Corrigindo erros após instalação do Nginx no Mac OS X
@Velhinho
Recentemente tive dificuldade, para fazer o Nginx funcionar no meu querido Mac OS X. Apesar de basicamente não existir problema durante a instalação, somente após o termino dessa, tive algumas dores de cabeça. Mas, como o problema agora já consta resolvido, vou compartilhar com vocês a solução que adotei.
Introdução

Senão for do seu conhecimento, o Nginx, é um Servidor e Proxy Reverso HTTP de Alta Performance. Óoo, como soa bonita essa frase
!
Porém os motivos em adotar esse servidor foram de alguns artigos da comunidade, como esse da Caelum (por Fábio Kung) e esse daqui também da Boox-box (por Marco Gomes), comentando sobre a baixa quantidade de Memória e CPU que esse servidor consome.
Assim esse foi o motivo da minha pessoa, querer utilizar o Nginx desde o desenvolvimento, passando por qualidade até chegar com aplicação em produção.
A instalação
Nem precisei pedir ajuda do Tio Google, pois no Twitter mesmo já recebi comentários sobre o Nginx + Passenger… Então, vamos ao que interessa!
Para saber como efetuar a instalação básica do Passenger com Nginx, basta seguir esse Screencast:
Quick Time: http://www.modrails.com/videos/passenger_nginx.mov
Feito isso não somente o meu Mac OS X, como o seu também, deve executar sua aplicação Ruby em segundos (isso mesmo Nginx é muito rápido).
Porém, nem tudo é satisfação.
Piada boba essa.
DNS error – cannot find server
Foi esse o primeiro erro que tive de resolver, após configurar a minha primeira aplicação Ruby.
Agora sim, mais do que nunca, o Tio Google me indicou o post de um rapaz da comunidade Ruby BR (só que agora não me lembro o link, então depois coloco por aqui).
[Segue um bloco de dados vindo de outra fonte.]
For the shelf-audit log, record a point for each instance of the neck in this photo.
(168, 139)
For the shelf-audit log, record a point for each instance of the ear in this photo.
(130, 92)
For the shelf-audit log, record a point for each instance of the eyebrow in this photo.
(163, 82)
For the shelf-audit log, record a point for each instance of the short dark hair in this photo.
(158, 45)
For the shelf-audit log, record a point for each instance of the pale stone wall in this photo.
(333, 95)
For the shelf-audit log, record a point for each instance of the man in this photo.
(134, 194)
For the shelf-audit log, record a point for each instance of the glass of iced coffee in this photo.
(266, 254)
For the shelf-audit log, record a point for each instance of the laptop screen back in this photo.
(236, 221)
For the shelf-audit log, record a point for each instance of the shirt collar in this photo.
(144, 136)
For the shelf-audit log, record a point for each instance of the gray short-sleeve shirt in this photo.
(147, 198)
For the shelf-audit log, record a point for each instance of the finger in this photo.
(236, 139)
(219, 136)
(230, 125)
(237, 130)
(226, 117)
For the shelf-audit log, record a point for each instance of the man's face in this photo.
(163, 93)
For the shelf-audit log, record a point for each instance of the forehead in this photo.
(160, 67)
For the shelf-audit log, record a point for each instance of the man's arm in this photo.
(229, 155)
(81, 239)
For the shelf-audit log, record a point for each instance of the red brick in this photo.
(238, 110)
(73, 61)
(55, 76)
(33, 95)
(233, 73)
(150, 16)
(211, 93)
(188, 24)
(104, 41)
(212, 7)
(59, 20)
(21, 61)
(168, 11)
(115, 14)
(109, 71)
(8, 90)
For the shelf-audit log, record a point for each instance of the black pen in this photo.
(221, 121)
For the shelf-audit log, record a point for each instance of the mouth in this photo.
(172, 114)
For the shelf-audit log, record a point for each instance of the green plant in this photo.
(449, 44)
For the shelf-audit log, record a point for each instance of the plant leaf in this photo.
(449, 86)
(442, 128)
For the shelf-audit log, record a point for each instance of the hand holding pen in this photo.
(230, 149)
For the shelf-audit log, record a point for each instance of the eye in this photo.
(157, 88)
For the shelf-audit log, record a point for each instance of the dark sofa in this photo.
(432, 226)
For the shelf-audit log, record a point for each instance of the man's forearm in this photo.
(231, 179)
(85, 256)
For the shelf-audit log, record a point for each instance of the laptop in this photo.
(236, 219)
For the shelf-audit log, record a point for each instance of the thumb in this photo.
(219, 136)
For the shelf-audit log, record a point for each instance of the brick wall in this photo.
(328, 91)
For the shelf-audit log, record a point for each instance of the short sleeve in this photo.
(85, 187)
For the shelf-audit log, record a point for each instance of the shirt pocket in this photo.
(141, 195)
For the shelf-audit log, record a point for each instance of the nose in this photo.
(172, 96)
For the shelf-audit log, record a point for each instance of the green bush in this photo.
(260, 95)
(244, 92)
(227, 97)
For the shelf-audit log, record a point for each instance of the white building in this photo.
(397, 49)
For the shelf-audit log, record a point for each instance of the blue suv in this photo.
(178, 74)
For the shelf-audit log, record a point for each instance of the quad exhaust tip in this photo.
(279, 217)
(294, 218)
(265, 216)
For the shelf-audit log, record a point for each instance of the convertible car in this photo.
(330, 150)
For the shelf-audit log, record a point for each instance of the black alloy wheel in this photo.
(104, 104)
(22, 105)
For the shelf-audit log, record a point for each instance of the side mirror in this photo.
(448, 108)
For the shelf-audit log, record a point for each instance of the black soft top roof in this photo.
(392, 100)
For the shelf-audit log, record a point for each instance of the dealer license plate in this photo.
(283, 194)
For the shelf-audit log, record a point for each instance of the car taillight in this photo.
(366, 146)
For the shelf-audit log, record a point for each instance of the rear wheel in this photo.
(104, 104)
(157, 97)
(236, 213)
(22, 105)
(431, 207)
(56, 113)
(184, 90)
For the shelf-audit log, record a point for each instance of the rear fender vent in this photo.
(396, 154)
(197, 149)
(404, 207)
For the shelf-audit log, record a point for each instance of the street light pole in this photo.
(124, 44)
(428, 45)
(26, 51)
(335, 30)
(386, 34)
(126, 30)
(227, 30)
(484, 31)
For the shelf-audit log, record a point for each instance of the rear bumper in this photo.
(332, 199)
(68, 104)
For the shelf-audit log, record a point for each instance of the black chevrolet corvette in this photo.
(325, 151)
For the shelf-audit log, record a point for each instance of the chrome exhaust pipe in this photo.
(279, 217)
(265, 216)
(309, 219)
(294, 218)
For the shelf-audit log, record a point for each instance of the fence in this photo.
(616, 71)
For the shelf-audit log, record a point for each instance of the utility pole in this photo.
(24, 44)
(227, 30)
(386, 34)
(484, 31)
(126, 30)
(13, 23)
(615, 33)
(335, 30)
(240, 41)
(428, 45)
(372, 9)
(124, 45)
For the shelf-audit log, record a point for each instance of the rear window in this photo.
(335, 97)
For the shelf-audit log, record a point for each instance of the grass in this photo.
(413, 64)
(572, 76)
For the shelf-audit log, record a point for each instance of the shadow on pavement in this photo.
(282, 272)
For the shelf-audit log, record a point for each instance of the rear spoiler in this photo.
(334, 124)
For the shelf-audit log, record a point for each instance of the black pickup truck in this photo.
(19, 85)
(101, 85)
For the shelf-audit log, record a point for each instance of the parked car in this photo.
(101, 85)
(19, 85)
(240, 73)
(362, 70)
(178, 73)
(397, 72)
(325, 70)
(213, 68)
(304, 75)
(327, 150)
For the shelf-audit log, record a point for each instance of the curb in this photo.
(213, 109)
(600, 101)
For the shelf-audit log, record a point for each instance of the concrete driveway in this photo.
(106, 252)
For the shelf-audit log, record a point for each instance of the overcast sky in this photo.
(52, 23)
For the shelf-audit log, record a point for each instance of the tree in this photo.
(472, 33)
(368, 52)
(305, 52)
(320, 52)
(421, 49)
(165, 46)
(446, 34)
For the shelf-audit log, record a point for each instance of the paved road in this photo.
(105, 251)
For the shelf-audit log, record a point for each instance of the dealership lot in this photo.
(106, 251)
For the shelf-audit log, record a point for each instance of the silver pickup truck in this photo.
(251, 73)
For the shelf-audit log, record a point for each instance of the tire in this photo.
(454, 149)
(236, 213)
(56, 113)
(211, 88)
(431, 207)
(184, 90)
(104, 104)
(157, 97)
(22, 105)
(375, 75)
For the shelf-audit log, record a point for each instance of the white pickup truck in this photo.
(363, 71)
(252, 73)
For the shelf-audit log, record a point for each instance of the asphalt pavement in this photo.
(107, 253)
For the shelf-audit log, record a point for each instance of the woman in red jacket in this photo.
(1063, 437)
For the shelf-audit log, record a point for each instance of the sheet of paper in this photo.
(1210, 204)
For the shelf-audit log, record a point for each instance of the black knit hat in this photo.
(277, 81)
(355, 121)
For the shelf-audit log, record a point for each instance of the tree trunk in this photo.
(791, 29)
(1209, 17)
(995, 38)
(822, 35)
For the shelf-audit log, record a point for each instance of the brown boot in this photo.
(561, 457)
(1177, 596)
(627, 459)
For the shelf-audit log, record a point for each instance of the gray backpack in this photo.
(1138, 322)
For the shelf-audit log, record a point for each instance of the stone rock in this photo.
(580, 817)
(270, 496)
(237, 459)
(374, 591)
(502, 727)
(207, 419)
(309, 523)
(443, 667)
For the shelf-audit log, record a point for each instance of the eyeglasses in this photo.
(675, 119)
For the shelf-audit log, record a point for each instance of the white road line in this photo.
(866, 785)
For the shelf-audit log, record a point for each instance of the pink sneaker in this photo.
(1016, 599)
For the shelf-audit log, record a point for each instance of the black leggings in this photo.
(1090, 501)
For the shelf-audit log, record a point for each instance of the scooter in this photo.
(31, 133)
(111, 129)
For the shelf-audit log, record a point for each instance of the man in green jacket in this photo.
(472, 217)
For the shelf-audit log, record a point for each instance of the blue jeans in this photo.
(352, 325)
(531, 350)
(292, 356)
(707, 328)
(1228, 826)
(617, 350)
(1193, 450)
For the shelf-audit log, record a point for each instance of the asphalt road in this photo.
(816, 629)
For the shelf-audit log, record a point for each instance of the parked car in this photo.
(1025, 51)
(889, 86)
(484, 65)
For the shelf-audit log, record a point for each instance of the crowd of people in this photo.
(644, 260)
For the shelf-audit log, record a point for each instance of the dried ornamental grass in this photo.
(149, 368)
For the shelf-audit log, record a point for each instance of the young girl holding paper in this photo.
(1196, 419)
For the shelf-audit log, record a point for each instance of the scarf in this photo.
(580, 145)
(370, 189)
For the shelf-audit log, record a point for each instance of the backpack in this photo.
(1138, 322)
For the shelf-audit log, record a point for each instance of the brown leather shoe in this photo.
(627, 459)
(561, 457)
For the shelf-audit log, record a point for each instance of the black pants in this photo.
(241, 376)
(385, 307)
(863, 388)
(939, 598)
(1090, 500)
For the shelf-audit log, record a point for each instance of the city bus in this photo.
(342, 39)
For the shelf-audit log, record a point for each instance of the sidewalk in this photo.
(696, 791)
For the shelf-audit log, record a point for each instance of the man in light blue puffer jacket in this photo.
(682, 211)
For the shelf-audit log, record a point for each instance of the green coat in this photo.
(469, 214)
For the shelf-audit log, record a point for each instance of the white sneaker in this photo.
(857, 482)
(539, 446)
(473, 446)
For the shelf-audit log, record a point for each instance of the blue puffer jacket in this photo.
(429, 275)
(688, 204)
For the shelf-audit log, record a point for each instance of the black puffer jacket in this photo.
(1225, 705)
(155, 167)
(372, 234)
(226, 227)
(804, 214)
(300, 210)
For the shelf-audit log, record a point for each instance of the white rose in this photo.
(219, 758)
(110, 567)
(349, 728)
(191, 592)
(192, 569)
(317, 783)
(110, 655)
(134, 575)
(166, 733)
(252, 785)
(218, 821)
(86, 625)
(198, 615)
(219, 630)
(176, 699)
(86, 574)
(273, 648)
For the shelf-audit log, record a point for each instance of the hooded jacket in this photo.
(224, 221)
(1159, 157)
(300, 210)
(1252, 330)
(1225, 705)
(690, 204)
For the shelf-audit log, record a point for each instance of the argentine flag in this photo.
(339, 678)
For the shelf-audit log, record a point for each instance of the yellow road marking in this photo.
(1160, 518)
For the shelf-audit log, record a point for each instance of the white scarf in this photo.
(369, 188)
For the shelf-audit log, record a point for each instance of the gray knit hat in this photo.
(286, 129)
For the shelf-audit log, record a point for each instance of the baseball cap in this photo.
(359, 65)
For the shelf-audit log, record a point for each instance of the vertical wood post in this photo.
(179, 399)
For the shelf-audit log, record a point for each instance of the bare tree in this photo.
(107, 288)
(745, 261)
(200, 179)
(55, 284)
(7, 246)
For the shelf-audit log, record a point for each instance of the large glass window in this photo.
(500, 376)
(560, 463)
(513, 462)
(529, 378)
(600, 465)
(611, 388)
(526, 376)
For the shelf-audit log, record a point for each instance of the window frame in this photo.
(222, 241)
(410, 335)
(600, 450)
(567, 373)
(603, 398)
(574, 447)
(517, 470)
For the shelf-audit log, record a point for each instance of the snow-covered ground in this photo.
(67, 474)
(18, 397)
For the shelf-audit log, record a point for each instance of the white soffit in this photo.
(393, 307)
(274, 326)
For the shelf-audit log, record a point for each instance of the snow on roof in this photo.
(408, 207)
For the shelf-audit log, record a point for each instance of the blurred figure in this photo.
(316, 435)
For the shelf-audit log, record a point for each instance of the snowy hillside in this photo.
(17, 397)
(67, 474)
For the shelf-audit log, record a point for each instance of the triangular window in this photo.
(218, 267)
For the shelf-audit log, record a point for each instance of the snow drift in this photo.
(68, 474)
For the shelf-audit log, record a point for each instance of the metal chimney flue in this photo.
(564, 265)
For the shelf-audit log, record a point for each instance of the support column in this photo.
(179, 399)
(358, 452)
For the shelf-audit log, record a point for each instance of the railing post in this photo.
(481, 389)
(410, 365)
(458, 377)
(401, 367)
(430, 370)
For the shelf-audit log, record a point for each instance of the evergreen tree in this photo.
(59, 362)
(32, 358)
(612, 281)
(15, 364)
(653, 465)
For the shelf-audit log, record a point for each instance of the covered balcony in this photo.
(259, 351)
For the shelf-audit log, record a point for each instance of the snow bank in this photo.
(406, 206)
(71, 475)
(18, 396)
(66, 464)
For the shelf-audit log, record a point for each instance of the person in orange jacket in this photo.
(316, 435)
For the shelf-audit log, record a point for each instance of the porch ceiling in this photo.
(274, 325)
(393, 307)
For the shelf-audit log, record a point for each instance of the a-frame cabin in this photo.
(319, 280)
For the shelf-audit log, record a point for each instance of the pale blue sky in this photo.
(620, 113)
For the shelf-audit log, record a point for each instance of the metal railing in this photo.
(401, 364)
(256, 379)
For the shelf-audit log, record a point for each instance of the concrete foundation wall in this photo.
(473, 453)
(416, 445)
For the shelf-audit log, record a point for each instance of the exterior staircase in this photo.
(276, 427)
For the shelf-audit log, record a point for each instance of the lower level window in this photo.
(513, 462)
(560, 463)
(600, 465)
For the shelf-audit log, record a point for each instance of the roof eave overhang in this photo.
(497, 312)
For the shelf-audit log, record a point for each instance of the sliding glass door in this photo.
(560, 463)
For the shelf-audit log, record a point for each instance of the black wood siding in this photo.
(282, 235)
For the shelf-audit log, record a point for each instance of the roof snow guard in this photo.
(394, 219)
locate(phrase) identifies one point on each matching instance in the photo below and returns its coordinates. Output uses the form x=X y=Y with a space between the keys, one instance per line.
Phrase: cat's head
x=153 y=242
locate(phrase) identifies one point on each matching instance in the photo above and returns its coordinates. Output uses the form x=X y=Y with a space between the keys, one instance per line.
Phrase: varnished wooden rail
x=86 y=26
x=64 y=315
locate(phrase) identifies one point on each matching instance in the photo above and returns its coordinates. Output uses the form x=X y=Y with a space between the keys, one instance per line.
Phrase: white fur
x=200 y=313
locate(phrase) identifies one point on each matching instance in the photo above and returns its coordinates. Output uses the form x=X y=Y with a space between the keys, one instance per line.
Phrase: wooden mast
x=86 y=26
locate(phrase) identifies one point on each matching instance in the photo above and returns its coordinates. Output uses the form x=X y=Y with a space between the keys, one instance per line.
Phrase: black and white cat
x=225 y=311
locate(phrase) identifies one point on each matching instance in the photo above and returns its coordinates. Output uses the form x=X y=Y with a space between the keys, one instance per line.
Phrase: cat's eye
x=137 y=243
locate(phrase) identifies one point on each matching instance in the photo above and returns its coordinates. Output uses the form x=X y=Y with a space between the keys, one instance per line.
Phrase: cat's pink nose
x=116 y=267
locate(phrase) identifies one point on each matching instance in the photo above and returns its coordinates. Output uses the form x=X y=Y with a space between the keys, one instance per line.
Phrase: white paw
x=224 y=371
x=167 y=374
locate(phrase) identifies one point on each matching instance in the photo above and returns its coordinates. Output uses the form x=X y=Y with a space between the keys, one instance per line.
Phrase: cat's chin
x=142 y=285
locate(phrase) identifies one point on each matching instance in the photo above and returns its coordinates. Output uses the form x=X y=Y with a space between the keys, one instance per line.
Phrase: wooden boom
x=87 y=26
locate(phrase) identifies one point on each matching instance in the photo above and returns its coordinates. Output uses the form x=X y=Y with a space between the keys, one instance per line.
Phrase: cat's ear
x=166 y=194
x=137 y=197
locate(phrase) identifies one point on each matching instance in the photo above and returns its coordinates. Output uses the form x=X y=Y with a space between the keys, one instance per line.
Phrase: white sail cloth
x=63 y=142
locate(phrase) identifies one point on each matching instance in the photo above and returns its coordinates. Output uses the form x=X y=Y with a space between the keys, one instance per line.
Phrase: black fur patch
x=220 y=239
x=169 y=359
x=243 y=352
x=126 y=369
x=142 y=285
Esse artigo diz que eu preciso editar o arquivo de Hosts do Mac OS X, conforme abaixo.
# Via Terminal
sudo mate /etc/hosts# No querido Textmate
# Modificar essa linha
127.0.0.1 localhost# Para essa daqui
127.0.0.1 localhost my.application
Feito isso: Problema Resolvido!
Na sinceridade, somente um bug corrigido.
HTTP 403
No meu caso esse erro, não foi resolvido utilizando o comando Unix conhecido, por Chmod. O problema, não tinha nada a ver com essa solução.
Acontece que o Nginx executa-se com “um usuário próprio”, na qual esse não tem previlégios no sistema de arquivo fora de sua alçada (leia-se /opt/nginx/html) então é preciso informar isso no arquivo de configuração do mesmo.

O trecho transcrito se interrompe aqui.